What is a hashcode? Is it unique?
A hashcode is basically a fingerprint
We Are Trying To Uniquely Identify Someone
I am a detective, on the look out for a criminal. Let us call him Mr Cruel. (He was a notorious murderer when I was a kid – he broke into a house kidnapped and murdered a poor girl, dumped her body and he’s still out on the loose - but that’s a separate matter). Mr Cruel has certain peculiar characteristics that I can use to uniquely identify him amongst a sea of people. We have 25 million people in Australia. One of them is Mr Cruel. How can we find him?
Bad ways of Identifying Mr Cruel
Apparently Mr Cruel has blue eyes. That’s not much help because almost half the population in Aus also has blue eyes.
Good ways of Identifying Mr Cruel
What else can i use? I know: I will use a fingerprint!
Advantages:
- It is really really hard for two people to have the same finger print (not impossible, but extremely unlikely).
- Mr Cruel’s fingerprint will never change.
- Every single part of Mr Cruel’s entire being: his looks, hair colour, personality, eating habits etc must (ideally) be reflected in his fingerprint, such that if he has brother (who is very similar but is not the same) - then both should technically have different finger prints. I say “should” because we cannot guarantee 100% that two people in this world will have different fingerprints.
- But we can always guarantee that Mr Cruel will always have the same finger print - and that his fingerprint will NEVER change.
The above characteristics generally make for good hash functions.
Basically for a given input we want, as much as possible, a unique output. If we get the same out put no matter what our input is, then this is going to be a problem and is going to make a very bad hash function.
Collisions
So imagine if I get a lead and I find someone matching Mr Cruel’s fingerprint at the crime scene. Does this mean I have found Mr Cruel?

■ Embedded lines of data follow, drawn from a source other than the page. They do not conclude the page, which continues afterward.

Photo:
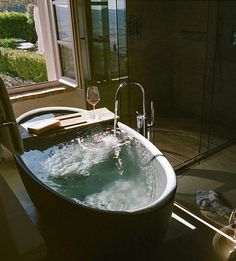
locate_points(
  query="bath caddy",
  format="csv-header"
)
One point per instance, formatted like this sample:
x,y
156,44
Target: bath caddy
x,y
69,121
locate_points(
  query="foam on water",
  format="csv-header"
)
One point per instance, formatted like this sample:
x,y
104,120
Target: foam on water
x,y
100,170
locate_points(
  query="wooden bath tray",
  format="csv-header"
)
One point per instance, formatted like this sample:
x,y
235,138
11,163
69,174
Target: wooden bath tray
x,y
67,122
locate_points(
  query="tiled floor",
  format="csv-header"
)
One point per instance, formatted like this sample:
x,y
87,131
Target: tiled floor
x,y
182,242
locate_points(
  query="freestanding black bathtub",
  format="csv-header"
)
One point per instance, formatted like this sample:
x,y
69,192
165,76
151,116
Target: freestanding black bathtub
x,y
102,234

……..perhaps! I must take a closer look. If i am using SHA256 and I am looking in a small town with only 5 people - then there is a very good chance I found him! But if I am using MD5 and checking for fingerprints in a town with +2^1000 people, then it is a fairly good possibility that two entirely different people might have the same fingerprint.
So what is the benefit of all this anyways?
You’d use it if you want to find out whether two people are different. If the prints don’t match then you know it’s definitely NOT Mr Cruel. if the finger prints match at two different locations then you know the chances are good that the same person committed both crimes. Or if you want to know if Katy Wong, age 25 is in your database already, you can just check if Katy’s hashcode is present, instead of comparing all her details and searching for a match that way. The latter will take a lot longer.
It’s the same things with DNA. The benefit of using DNA is that if the DNA samples don’t match then you know for 100% that you’ve got the wrong person. That’s basically how Ronald Cotton was exonerated. It was someone else’s DNA, not his. (Google him - it’s a tragic case of mistaken identity).
Key Summary
- Two different people/objects can theoretically still have the same fingerprint. Or in other words. If you have two fingerprints that are the same………then they need not both come from the same person/object.
- Buuuuuut, the same person/object will always return the same fingerprint.
- So basically a hashcode is a finger print.
I hope this helps someone because it took a lot of grief for me to learn it all!